Substrate and co-factor availability play important roles in regulating NOS activity, not only by limiting enzyme activity but also by influencing the coupling of NOS with its co-factors. Other potential regulators of NOS, such as hormones, may also be important. Thyroid hormone rapidly relaxes VSMCs, but the mechanisms involved in this effect remain unclear. Thyroid hormone-induced rapid vascular relaxation is mediated by VSMC-derived NO production and is associated with the phosphatidylinositol 3-kinase/protein kinase B (PI3K/Akt) signalling pathway. Triiodothyronine significantly increased the expression of three NOS isoforms in endothelial and muscular cells, but only nNOS and iNOS played a significant role in NO production by VSMCs . New data have identified only nNOS and eNOS as targets for the actions of thyroid hormone. There is evidence that triiodothyronine exerts a direct vasodilator effect through different endothelial mechanisms and new studies suggest that the smooth muscle layer also constitutes an important target for the vasorelaxant effects of triiodothyronine. Given that the amount of NO produced by iNOS is greater than that produced by eNOS and nNOS, it is conceivable that iNOS makes a greater contribution than nNOS to triiodothyronine-induced NO production in VSMCs.

In addition, increased vascular NO production has been reported in rats in hyperthyroid states . Although this response has been associated with augmented endothelium-dependent vasodilation, greater nNOS and eNOS expression was found in the VSMCs, suggesting that changes in NO production occur not only in the endothelial cells but also in other layers of the vascular wall, contributing to the augmented vasodilation.
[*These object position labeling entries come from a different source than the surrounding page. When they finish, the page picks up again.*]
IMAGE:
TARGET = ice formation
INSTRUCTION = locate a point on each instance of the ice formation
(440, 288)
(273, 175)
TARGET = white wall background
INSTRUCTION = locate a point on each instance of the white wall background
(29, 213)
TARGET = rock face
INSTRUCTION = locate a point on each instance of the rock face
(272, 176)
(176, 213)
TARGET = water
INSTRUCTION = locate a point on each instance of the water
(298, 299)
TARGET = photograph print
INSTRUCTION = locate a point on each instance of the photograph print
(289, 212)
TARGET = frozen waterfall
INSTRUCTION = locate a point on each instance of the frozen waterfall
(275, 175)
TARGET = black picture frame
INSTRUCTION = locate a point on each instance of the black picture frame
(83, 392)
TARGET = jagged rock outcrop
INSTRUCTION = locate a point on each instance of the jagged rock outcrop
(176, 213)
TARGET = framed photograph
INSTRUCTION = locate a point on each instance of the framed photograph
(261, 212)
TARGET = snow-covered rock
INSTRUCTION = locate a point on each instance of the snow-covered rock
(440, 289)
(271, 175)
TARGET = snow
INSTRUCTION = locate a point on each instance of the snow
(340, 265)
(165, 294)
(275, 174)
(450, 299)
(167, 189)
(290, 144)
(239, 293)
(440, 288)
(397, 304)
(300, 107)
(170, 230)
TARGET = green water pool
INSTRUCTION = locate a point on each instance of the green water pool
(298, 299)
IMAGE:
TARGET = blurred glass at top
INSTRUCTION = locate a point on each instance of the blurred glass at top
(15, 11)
After thyroid hormone replacement in patients with subclinical hypothyroidism, a significant improvement in acetylcholine-induced vasodilatation was observed (along with an unchanged response to sodium nitroprusside) .
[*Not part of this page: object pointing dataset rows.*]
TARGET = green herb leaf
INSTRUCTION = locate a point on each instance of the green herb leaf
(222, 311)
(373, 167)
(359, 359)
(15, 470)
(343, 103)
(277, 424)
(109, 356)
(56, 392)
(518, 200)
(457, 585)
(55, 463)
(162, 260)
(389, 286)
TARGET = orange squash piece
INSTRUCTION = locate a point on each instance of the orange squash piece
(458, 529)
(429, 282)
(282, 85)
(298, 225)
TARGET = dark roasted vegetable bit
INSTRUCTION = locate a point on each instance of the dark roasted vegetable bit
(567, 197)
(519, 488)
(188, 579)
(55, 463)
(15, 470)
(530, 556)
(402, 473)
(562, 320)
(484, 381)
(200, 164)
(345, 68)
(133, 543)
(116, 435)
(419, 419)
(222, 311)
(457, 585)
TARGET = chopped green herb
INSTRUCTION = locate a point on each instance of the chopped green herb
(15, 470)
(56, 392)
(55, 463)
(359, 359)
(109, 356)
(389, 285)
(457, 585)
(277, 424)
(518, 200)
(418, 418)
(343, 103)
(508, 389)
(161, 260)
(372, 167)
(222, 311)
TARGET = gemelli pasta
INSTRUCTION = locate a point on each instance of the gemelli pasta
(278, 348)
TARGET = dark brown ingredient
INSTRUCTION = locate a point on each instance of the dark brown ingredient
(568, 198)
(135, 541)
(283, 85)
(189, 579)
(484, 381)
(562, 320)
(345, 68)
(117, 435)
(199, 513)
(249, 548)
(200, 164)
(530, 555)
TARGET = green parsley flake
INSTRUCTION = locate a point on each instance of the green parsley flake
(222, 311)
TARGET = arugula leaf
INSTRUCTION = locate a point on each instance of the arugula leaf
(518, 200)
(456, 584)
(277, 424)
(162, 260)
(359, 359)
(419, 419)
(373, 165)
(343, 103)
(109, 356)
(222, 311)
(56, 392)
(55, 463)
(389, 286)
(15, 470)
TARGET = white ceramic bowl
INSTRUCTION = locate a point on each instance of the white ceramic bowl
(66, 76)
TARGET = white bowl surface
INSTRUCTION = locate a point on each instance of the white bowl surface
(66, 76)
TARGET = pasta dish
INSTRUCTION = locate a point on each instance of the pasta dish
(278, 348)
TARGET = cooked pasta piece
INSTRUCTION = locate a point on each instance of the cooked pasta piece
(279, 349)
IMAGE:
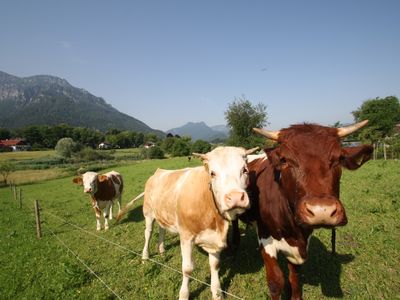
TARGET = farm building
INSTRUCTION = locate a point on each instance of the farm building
(105, 146)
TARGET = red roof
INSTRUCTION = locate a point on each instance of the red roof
(12, 142)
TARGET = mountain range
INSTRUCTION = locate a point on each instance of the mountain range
(200, 131)
(49, 100)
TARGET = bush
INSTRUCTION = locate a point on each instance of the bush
(88, 154)
(5, 169)
(180, 148)
(66, 147)
(156, 152)
(153, 153)
(201, 146)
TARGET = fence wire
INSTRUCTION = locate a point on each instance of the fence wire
(133, 252)
(83, 263)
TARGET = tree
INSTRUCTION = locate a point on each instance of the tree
(5, 169)
(66, 147)
(201, 146)
(383, 115)
(4, 133)
(180, 148)
(242, 116)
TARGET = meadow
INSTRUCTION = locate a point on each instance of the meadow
(366, 266)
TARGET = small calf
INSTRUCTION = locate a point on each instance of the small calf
(103, 189)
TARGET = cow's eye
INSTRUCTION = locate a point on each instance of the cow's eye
(245, 171)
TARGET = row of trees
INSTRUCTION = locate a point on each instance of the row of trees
(241, 116)
(46, 137)
(383, 130)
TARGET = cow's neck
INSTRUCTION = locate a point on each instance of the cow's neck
(278, 218)
(105, 191)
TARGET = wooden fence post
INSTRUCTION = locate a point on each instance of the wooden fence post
(37, 216)
(15, 192)
(333, 240)
(20, 198)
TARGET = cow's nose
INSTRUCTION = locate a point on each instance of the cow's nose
(237, 199)
(323, 212)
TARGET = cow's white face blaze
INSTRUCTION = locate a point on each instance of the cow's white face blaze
(89, 181)
(228, 172)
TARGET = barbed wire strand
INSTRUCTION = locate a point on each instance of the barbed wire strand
(82, 262)
(138, 254)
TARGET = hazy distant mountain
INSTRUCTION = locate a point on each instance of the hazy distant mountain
(199, 131)
(49, 100)
(221, 128)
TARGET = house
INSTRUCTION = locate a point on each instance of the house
(105, 146)
(148, 145)
(15, 144)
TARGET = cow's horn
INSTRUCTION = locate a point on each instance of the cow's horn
(200, 155)
(269, 134)
(250, 151)
(345, 131)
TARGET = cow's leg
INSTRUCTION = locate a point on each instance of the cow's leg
(275, 279)
(119, 203)
(213, 259)
(187, 267)
(111, 209)
(98, 215)
(106, 213)
(294, 281)
(161, 236)
(147, 235)
(235, 235)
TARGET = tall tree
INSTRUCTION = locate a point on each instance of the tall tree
(241, 117)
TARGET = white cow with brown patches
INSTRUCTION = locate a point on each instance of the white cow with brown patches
(103, 189)
(197, 203)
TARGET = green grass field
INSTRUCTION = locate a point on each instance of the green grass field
(366, 266)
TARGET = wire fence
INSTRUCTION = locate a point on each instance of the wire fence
(118, 246)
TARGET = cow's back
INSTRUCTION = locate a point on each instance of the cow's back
(181, 201)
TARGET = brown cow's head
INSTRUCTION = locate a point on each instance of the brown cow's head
(307, 165)
(89, 181)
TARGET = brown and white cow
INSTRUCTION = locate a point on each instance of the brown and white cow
(103, 190)
(294, 190)
(197, 203)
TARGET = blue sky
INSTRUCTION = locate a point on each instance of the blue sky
(170, 62)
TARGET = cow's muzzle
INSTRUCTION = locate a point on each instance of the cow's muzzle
(321, 212)
(237, 199)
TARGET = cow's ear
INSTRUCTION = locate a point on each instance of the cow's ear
(273, 157)
(102, 178)
(78, 180)
(353, 157)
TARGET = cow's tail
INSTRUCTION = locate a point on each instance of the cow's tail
(128, 207)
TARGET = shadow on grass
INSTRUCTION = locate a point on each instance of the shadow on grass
(134, 215)
(246, 259)
(323, 268)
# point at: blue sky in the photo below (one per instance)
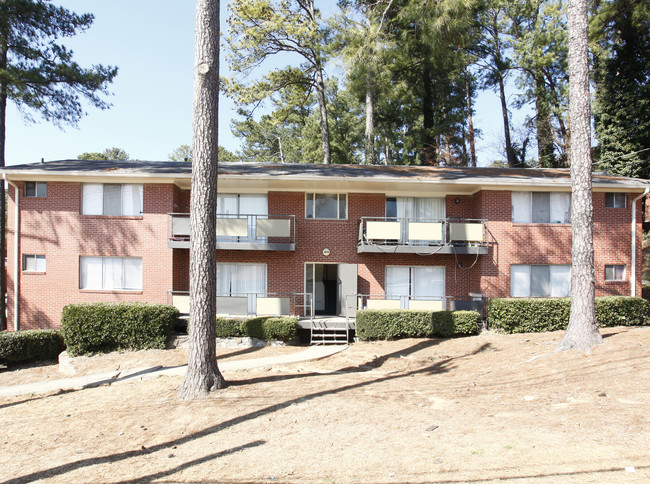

An interesting study aimed to evaluate plasma small dense low-density lipoprotein (LDL), l-arginine and dimethylarginine concentrations and their relationship to NO production in patients with subclinical hypothyroidism before and after thyroxine replacement therapy and compared with control group values . Among the new biochemical risk factors, asymmetrical dimethyl arginine (ADMA), an endogenous inhibitor of NOS, was defined in cardiovascular risk assessment . ADMA and l-arginine concentrations in patients with subclinical hypothyroidism were significantly higher than in the control group and were not different from the control group after thyroid hormone replacement. Exogenous thyroid hormone appears to benefit endothelial function in patients with subclinical hypothyroidism by lowering blood ADMA concentrations.

Recently, a study investigated the effects of both native and oxidized LDL on triiodothyronine-mediated Akt phosphorylation and NO and cyclic guanosine monophosphate production in human endothelial cells. The results of this study demonstrated that oxidized LDL may contribute to a blunting of the non-genomic action of triiodothyronine and impair the effect of triiodothyronine on NO and cyclic guanosine monophosphate production in endothelial cells. These data suggest that oxidized LDL, apart from inducing the atherosclerotic process, may also promote a mechanism of peripheral resistance to triiodothyronine . It is also important to remember that, in certain conditions, thyroid hormones are able to limit the oxidative modifications of LDL via a free radical scavenging capability . The results of these studies are of potential clinical relevance. Endothelial dysfunction, resulting from a reduction in NO availability and LDL oxidation, is a common event in cardiovascular disease, and thyroid dysfunction is a frequent condition that confers an increased risk of cardiovascular complications.